Frontiers in Neurology | 2017
Barbara Namer; Kirstin Ørstavik; Roland Schmidt; Norbert Mair; Inge Petter Kleggetveit; Maximillian Zeidler; Theresa Martha; Ellen Jørum; Martin Schmelz; Theodora Kalpachidou; Michaela Kress; Michiel Langeslag
The first symptom arising in many Fabry patients is neuropathic pain due to changes in small myelinated and unmyelinated fibers in the periphery, which is subsequently followed by a loss of sensory perception. Here we studied changes in the peripheral nervous system of Fabry patients and a Fabry mouse model induced by deletion of α-galactosidase A (Gla−/0).
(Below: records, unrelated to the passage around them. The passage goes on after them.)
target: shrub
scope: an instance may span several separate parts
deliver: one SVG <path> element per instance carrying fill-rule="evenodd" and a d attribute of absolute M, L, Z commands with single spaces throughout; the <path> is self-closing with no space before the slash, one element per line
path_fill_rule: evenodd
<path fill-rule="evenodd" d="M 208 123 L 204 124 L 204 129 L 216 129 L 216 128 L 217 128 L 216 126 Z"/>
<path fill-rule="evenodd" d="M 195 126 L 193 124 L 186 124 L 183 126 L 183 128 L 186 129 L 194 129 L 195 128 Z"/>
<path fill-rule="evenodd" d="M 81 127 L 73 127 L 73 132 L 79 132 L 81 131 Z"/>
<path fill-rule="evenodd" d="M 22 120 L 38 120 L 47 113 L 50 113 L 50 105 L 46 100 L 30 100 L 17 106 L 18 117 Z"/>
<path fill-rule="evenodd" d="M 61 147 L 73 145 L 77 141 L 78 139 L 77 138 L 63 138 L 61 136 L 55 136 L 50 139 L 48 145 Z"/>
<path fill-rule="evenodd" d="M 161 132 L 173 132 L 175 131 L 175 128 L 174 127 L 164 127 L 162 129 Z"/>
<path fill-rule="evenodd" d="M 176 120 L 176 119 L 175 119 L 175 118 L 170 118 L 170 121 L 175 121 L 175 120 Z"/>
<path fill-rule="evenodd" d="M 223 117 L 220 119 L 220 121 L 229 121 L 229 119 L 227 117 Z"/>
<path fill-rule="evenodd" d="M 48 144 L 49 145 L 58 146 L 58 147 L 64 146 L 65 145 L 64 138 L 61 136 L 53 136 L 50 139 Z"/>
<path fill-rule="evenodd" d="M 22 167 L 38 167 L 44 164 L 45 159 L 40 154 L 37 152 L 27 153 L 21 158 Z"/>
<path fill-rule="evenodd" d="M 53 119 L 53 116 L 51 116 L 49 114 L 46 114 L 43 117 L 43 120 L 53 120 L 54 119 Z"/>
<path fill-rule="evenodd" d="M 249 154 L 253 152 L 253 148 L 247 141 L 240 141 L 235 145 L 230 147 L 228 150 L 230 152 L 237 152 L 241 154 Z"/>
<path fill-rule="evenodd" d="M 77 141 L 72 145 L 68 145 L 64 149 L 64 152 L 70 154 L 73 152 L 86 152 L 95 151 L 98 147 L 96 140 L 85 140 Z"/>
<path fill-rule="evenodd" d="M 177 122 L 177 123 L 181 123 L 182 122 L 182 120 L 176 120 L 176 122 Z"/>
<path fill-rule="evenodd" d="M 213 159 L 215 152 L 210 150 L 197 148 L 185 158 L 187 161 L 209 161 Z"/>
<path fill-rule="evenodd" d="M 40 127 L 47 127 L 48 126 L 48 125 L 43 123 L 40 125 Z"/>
The skin innervation of Gla−/0 mice resembles that of the human Fabry patients. In Fabry diseased humans and Gla−/0 mice, we observed similar sensory abnormalities, which were also observed in nerve fiber recordings in both patients and mice. Electrophysiological recordings of cultured Gla−/0 nociceptors revealed that the conductance of voltage-gated Na+ and Ca2+ currents was decreased in Gla−/0 nociceptors, whereas the activation of voltage-gated K+ currents was at more depolarized potentials. Conclusively, we have observed that reduced sensory perception due to small-fiber degeneration coincides with altered electrophysiological properties of sensory neurons.